グループホームに住む認知症の男性とヘルパーとの実話

T氏の行動に始めは丁寧に説明をしていた私も、だんだんと焦りや苛立ちの感情に流され、思わず彼を叱責してしまった。そこでT氏のスイッチが入り、私の手を叩き、食器をひっくり返そうとしたので、思わず彼の両手をおさえ、「要らないなら食べないでいい」と強く言ってしまった。先輩職員が間に割って入り、事態を収拾してくれた。程なく落ち着いたT氏は先ほどのことなどすっかり忘れ、食事を再開し、いつもどおりの食事を終えた。病気のせいだとは分かっていても、私はただもやもやとした気持ちを抱いていた。

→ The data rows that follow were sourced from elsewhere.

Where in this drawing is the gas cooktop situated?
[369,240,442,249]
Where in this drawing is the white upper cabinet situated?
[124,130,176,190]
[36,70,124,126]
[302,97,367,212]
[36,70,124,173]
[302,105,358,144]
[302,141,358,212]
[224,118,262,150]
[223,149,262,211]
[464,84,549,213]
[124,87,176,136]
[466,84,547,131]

T氏の就寝介助は何事も無く終わり、他の入居者たちもそれぞれの部屋に戻り寝支度を始めた。がらんとしたリビングの横にあるステーションで日報などを記入しながら、最初の夜間巡視の時間が来るのを待っていた。外では雨が降り出し、雨脚は徐々に強くなっていく。帰るまでには止んでくれるといいなとぼんやり思いながら、書き物が一段落したところで、翌日の朝ごはんに使えそうな食材を見繕っておこうとキッチンの冷蔵庫を開けた。その時である。「うっ」という苦しそうな声が廊下に響き渡った。

CURATOR
コラム著者/佐近健之 (介護支援専門員・介護福祉士・社会福祉士)
東京都出身。介護現場経験を経て、現在は介護人材の教育を担当しています。
音楽好きのビール党です。
Illustrator/エム・コウノ
千葉在住。デイサービススタッフとして勤務しています。
休日はイラスト、マンガ描いてます。似顔絵などイラストのご相談承ります!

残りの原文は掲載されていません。